The equation representing the distribution of times, τ (2), must have three parameters filled in before choosing a value for the stochastic variable, y (1). T min , T max , & μ all need to be represented by a constant value. As stressed in (2), μ must be greater than 1. T min represents the concept of the minimal time distance allowed between renewal events. Some systems such as heartbeats may not beat faster than the time it takes for the heart to make a full beat. This conceptual limit allows for a conceptual constant such as T min . T max has similar conceptual implications. Our sun is a main sequence star with a lifespan of around 10 billion years. It does not make sense for a T max to exceed times that match the lifespan of a planet that revolves around that star. Systems such as heartbeats also have a conceptual T max due to the fact that an excessive amount of time between heartbeats renders the system “dead”, and these times should not be included.

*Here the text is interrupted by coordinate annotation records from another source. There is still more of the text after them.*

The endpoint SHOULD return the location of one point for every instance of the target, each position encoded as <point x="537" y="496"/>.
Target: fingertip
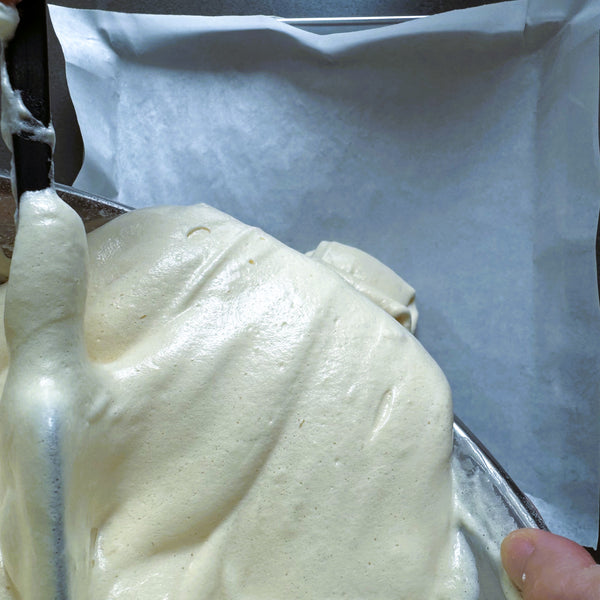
<point x="545" y="566"/>
<point x="515" y="551"/>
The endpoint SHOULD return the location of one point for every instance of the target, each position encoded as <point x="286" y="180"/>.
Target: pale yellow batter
<point x="191" y="410"/>
<point x="229" y="419"/>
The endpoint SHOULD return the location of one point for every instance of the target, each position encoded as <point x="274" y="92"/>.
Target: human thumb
<point x="545" y="566"/>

Real experiments, especially numerical ones due to computational limitations, exist in a finite time range. If one is to represent the Probability Density Function of turbulent events or any other statistical property of their experiment that involves hard cutoffs, one may use the Adams-Grigolini distribution.

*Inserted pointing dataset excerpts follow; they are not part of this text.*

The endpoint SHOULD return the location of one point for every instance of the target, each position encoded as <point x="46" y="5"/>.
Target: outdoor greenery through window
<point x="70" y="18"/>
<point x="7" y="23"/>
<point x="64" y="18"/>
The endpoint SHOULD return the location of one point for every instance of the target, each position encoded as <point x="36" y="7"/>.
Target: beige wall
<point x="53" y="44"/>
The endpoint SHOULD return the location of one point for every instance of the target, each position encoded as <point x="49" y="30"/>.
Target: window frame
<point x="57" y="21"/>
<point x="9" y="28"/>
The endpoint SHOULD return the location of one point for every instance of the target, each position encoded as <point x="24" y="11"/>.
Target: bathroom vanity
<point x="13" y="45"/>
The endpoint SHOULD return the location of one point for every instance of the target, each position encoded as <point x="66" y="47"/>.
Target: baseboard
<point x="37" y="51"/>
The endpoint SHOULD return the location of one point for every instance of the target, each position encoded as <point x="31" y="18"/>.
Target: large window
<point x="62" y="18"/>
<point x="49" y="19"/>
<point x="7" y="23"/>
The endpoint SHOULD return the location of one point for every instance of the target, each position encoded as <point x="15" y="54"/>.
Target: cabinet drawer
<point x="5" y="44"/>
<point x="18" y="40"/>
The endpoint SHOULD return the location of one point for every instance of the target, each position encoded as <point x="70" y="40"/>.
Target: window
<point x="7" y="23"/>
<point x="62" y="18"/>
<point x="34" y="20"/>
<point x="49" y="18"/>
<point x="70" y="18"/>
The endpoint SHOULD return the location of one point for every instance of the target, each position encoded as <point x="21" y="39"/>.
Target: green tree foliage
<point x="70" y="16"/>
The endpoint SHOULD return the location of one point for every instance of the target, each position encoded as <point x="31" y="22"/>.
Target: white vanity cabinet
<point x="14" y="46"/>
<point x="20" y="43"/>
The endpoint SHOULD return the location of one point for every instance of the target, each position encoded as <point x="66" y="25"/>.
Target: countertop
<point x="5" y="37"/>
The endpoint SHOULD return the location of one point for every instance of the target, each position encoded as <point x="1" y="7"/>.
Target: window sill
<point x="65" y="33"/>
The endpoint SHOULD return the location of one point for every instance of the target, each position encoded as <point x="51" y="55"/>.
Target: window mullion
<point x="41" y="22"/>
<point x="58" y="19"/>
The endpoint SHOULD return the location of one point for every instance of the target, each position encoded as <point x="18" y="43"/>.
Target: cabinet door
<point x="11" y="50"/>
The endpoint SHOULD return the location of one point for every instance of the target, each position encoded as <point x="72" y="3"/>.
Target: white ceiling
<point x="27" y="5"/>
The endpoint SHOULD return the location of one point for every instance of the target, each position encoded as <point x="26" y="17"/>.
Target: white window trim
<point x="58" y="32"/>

We have analyzed a stochastic truncated inverse power-law waiting-time distribution generated by a uniform random variable and bounded by hard limits T min and T max . The resulting Adams-Grigolini Distribution yields a normalized Probability Density Function ψ ( τ ) on [ T min , T max ] , together with closed-form expressions for the Cumulative Distribution Function, Survival Probability, and the Cox failure rate (hazard function). The important consequence of truncation is that the distribution is finite in every physically meaningful sense: the waiting time is guaranteed to lie between two fixed time scales, and therefore all moments 〈 τ n 〉 exist and are finite.

These boundaries produce a distinctive hazard profile. Unlike exponential waiting times, whose constant hazard reflects memorylessness, the Adams-Grigolini hazard g ( τ ) = ψ ( τ ) / Ψ ( τ ) is time-dependent and displays a finite value at the earliest admissible time τ = T min while diverging as τ → T max . The divergence is not a pathology; it is the precise mathematical encoding of a hard upper constraint: conditioned on survival up to a late age, failure becomes certain before the maximal time scale. In this way the model reconciles heavy-tailed behavior over intermediate scales with the requirement that events cannot take place too soon or too late.

The Adams-Grigolini distribution is most effective when hard cutoffs exist in contrast to soft cutoffs.

Finally, because successive waiting times are generated independently and identically by repeated draws of the underlying uniform variable, the model defines a renewal process by construction. The finite nature of the Adams-Grigolini Distribution ensures that the renewal statistics remain well-behaved and interpretable across applications. Consequently, the Adams-Grigolini distribution provides a physically motivated framework for bounded renewal events in complex systems, including biological rhythms, seismicity, cognition, and other processes where both a minimum resolvable time scale and a maximum admissible waiting time are necessary.